= Jeepspeed =

Jeepspeed is an off-road organization and class of racing vehicle. The Jeepspeed organization was founded by Mike Barnett and Clive Skilton in 2001 after Clive's visit to the Dakar Rally in Africa with his son and multi-time Dakar Rally competitor, Darren Skilton, with the intent to build a racing vehicle and series around the affordable and durable Jeep. Jeepspeed developed relationships with race promoters like MORE and Best in the Desert to create a five to seven race Jeepspeed racing series each season. The class has since expanded into four divisions and opened up to other Jeep and Dodge vehicles.

== Jeepspeed divisions ==
- Jeepspeed Challenge - Stock Class 1700 - Production Class - is for short wheel base Jeeps with 6 Cylinder and 4 cylinder engines produced since 1984, excluding Pentastar DOHC engines and 2018 Wranglers which must run Jeepspeed Class 2700. Wheel suspension travel limited to 10" front and 12" rear. Maximum width 75.5" measured at outside of tires at widest point. Max tire diameter 33". Dirtnewz.com described it was the largest grassroots racing class in America in 2008.
- Jeepspeed Cup - Intermediate Class 2700 -' is for Jeep and Dodge vehicles that maintain the original appearance and profile. The original bulkhead must be retained together with the original cab floor from bulkhead to rear of driver and passenger seat. Hoods and fenders may be of any material but original appearing radiator grill must be retained. Wheel suspension travel limited to 12" front and 14" rear. Maximum width 87" measured at outside of tires at widest point. Max tire diameter 35"
- Jeepspeed Outlaws - Modified Class 3700' - The Jeepspeed Outlaws is an off road racing championship for Jeep or Dodge sport utility vehicles and light trucks that are recognizable as a Jeep or Dodge by brand grill, hood and fenders. Wheel suspension travel limited to 15" front and 24" rear. Maximum width 93" measured at outside of tires at widest point. Max tire diameter 37"
- Jeepspeed Trophy - Open Class 4700 - Class 4700 has been devised to introduce tube and custom frame Jeeps into the General Tire Desert Race Series presented by KMC Wheels. Jeepspeed Class 4700 vehicles may be combined with Class 3700 until sufficient entries in this new class. Jeepspeed Trophy Open Class 4700 will be identical to Jeepspeed Outlaws Modified Class 3700 but with following exceptions; Wheel base restricted to 119". Front wheel travel 15" max. Rear wheel travel open.
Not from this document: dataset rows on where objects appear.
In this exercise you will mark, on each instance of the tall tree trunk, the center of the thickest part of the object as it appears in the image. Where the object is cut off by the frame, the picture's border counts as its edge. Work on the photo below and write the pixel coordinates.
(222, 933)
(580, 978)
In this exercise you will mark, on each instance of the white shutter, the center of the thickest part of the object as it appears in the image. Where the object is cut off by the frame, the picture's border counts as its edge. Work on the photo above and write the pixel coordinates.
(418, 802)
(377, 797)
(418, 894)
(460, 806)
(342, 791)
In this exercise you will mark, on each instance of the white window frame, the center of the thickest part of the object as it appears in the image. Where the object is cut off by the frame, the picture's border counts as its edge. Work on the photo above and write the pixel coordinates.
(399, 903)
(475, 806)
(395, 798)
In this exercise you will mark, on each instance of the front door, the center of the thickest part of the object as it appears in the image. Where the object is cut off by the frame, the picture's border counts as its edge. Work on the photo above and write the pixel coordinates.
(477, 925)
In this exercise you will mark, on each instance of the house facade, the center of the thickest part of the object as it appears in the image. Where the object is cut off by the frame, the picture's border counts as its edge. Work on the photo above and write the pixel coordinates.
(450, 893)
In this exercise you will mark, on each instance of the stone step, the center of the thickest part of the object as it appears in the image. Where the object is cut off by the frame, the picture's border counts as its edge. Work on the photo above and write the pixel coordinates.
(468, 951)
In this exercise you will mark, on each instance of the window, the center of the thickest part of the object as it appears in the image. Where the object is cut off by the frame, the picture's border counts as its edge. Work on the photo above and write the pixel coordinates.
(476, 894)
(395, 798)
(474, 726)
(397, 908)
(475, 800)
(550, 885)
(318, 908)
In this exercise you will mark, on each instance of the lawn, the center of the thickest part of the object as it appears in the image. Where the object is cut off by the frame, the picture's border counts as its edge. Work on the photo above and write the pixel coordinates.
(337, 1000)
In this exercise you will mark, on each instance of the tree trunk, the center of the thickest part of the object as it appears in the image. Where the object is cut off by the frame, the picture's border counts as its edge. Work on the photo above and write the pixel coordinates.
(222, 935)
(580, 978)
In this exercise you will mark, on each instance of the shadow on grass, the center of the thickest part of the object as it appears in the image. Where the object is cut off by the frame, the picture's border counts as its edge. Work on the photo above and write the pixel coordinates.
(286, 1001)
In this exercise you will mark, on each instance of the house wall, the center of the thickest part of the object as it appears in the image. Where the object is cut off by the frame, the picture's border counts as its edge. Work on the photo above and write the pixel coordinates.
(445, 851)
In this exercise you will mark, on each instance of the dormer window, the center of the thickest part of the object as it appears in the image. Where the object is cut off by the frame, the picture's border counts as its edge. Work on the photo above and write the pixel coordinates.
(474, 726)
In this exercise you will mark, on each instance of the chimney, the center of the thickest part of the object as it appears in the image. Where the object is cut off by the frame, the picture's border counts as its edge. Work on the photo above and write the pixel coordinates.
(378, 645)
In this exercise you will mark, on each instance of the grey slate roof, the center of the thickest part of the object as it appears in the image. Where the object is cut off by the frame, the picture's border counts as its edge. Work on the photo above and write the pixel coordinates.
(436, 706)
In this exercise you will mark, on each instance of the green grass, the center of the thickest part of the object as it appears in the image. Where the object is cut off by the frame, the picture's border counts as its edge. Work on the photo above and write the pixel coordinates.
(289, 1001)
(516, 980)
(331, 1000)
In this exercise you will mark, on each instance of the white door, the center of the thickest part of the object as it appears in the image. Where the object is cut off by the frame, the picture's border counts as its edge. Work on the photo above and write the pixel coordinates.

==Notable Jeepspeed teams==
- Barry Thompson
- Billy Bunch
- Eric Sigwing
- Eric Helgeson
- The Currie Family
- Ray Giffith
- Eric Heiden
- Tom and Mike Barnett
- Chris Nissley
- Dust Junkies
- Filarski Bros
- Bruno Zvirzin
- Nissley Racing Team (Chris, Bill & Tom Nissley)
- Ken and Adam Tichy

==Notable Jeepspeed builds==
- Xtreme 4x4 Television show aired in 2006 season episode 10 titled "Jeepspeed Build" featuring the construction of a Jeepspeed race vehicle.
- The "10 Day Jeepspeed" by Jason Lafortune and TMR crew.
- ATK Wrangler built by Jon Krellwitz and campaigned in the 3700 class (and SCORE International Class 3).